In [24]:
import pandas as pd
import numpy as np
import yfinance as yf
from datetime import datetime as dt
from sklearn.neighbors import KNeighborsClassifier
import pickle

from ta.trend import MACD
from ta.momentum import RSIIndicator
from ta.momentum import StochasticOscillator
from ta.volatility import BollingerBands
from ta.volume import AccDistIndexIndicator
from ta.volatility import AverageTrueRange

In [25]:
symbols = ['EURUSD=X','USDJPY=X','GBPUSD=X','USDCHF=X','AUDUSD=X','USDCAD=X','NZDUSD=X']

data = dict()
for symbol in symbols:
    data[symbol] = yf.download(symbol,interval='1d')

[*********************100%***********************]  1 of 1 completed
[*********************100%***********************]  1 of 1 completed
[*********************100%***********************]  1 of 1 completed
[*********************100%***********************]  1 of 1 completed
[*********************100%***********************]  1 of 1 completed
[*********************100%***********************]  1 of 1 completed
[*********************100%***********************]  1 of 1 completed


In [26]:
def add_ta_signals(df):
    df = df.copy()

    o,h,l,c,v = df['Open'],df['High'],df['Low'],df['Close'],df['Volume']
    
    df['Ret'] = np.log(c).diff().shift(-1)

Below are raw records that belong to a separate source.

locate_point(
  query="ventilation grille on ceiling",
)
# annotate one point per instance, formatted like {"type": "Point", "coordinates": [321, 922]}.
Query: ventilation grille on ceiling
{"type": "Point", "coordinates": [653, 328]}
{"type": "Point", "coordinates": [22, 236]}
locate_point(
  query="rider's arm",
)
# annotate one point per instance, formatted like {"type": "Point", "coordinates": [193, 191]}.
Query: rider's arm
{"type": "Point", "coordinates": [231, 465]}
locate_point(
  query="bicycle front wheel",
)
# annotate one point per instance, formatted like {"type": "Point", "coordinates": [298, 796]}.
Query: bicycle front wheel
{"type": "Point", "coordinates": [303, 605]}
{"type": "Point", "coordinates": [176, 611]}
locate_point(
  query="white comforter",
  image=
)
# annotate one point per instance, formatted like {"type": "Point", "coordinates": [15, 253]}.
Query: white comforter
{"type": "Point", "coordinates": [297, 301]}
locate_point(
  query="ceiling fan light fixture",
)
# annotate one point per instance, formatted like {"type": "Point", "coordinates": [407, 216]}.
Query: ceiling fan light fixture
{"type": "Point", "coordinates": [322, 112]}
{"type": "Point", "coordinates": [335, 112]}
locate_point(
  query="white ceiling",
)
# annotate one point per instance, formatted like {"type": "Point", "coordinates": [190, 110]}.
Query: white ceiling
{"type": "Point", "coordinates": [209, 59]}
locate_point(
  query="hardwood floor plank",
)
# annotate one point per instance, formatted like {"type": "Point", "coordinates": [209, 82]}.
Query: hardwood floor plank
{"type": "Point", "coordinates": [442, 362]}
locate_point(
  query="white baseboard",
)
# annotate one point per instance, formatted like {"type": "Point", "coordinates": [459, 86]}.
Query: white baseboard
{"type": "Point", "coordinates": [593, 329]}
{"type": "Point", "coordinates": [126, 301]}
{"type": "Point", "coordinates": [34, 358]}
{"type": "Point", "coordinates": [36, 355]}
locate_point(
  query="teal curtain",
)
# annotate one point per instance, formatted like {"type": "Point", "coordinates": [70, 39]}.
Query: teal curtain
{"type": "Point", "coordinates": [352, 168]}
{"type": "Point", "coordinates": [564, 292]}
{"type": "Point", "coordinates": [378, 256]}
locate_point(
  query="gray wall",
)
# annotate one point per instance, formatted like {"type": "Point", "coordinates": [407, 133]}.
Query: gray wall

    df['MACDD'] = MACD(c).macd_diff()
    df['MACDS'] = MACD(c).macd_signal()

    df['RSI'] = RSIIndicator(c).rsi()

    df['SO'] = StochasticOscillator(h,l,c).stoch()
    df['SOS'] = StochasticOscillator(h,l,c).stoch_signal()

    df['BBH'] = BollingerBands(c).bollinger_hband_indicator() - c
    df['BBL'] = BollingerBands(c).bollinger_lband_indicator() - c

    df['ADI'] = AccDistIndexIndicator(h,l,c,v).acc_dist_index()

    df['HLR'] = c / (h.rolling(252).max() - l.rolling(252).min()) - 1 / 2

    df['ATR'] = AverageTrueRange(h,l,c).average_true_range()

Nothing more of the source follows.